Le délit de faciès à l’égard de trafiquants de drogue présumés

Le contrôle des trafiquants de drogue présumés représente un autre important domaine d’application des stratégies policières et se trouve ainsi au cœur du débat sur le délit de faciès en Suisse. Le soupçon de trafic de drogue peut avoir des répercussions très désagréables pour les personnes concernées. Les agent-e-s de police peuvent effectivement procéder à la fouille des vêtements et des bagages ou encore tenir les suspect-e-s à la gorge, afin de les empêcher d’avaler des boulettes de drogue.

Dans ses observations, la police insiste souvent sur l’importance des expériences acquises.

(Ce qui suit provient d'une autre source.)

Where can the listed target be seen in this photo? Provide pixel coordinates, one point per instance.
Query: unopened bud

Notamment, dans les alentours des zones utilisées pour le commerce de stupéfiants les plus connues, telles que la Reithalle à Berne ou la Langstrasse à Zurich, les individus à la peau noire sont fréquemment soumis à des contrôles pour soupçon de trafic de stupéfiants.

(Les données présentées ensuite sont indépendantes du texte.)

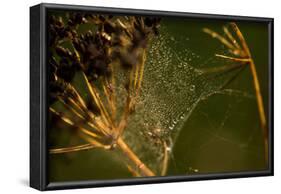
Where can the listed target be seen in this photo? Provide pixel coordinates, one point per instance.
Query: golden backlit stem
(219, 37)
(72, 149)
(145, 171)
(257, 89)
(96, 100)
(165, 159)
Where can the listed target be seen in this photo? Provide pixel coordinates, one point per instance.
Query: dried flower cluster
(113, 42)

Interpellation parlementaire dans la ville de Berne

Dans sa réponse à une interpellation parlementaire en 2015, le Conseil municipal de Berne avait constaté qu’il n’y avait pas d’indications suffisantes pour prouver que la police avait effectué des contrôles au faciès sans justification objective. Selon le Conseil municipal, l’esplanade de la Reitschule et de la Schützenmatte serait depuis longtemps une zone de commerce de stupéfiants connue dans toute la ville. Les contrôles auraient été effectués de manière «très ciblée», comme semblent d’ailleurs le confirmer les statistiques concernant les actions policières: «En pratique, pour chaque individu appréhendé, il a pu être prouvé qu’il avait commis un délit». Par ailleurs, il est aussi souligné qu’une «grande partie du trafic de drogue a été géré par des personnes de nationalité étrangère». C’est pourquoi il a fallu mettre en place des mesures concertées, tant dans le domaine du droit pénal que du droit des étrangers, pour contenir le problème du trafic de drogue à la Schützenmatte.

Une différenciation essentielle

Dans ses recommandations adressées à la Suisse à ce sujet, la Commission européenne contre le racisme et l’intolérance (ECRI) relève que «la simple proximité d’un lieu potentiel de délit – comme un lieu de vente de drogue – ne doit pas, à elle-seule, suffire pour justifier l’arrestation publique, la conduite au poste de police, et la rétention jusqu’à trois heures» (voir le Rapport de l’ECRI sur la Suisse - cinquième cycle de monitoring).

A contrario, si un individu campe longtemps dans la rue et attire explicitement l’attention de personnes toxicomanes, son comportement peut donner lieu à un contrôle légitime. Il est également possible que des soupçons s’éveillent à l’égard de personnes qui revêtent, selon le modèle comportemental des bandes de trafiquants de drogue, des rôles différents, tels que le guetteur ou le messager. Par rapport à des groupes structurés de la sorte, le critère de l’origine ethnique peut éventuellement être objectivement justifié avant de procéder à un contrôle d’identité. En effet, il serait insensé d’ignorer, lors du travail d’enquête, que la pratique montre que, le trafic de drogue dans la rue est souvent géré par des groupes de personnes provenant du même pays ou appartenant à la même ethnie.

Cependant, il convient de ne pas tirer la conclusion inverse. Si, d’un côté, il peut être vrai que les individus impliqués dans le trafic de cocaïne en Suisse alémanique appartiennent pour la plupart aux réseaux nigérians, ce constat ne doit pas, de l’autre côté, conduire à considérer toutes les personnes d’origine nigérienne comme étant des trafiquants de drogue.

Dès, lors, la question que nous pouvons nous poser est la suivante: «L’officier ou l’officière de police effectuerait-il/elle le même contrôle aussi bien à l’égard d’une personne ou d’un groupe de personnes perçues comme étant “de couleur de peau blanche„?». C’est la seule manière de garantir que la police n’applique aucune démarche ou stratégie établissant un rapport direct entre, d’un côté, la race, l’origine ethnique ou la religion et, de l’autre, le comportement criminel.

Notre enquête menée auprès de certains corps de police montre qu’il y a, au moins officiellement, une importante prise de conscience par rapport à ces délicates questions pratiques au sein de la police. Les directives spécialisées, les guides pratiques, ainsi que des ordres de service visant à guider les polici-ers/-ères dans leur activité quotidienne, sont par contre mal acceptés (voir notre article: «Prises de position des corps de police face au délit de faciès»).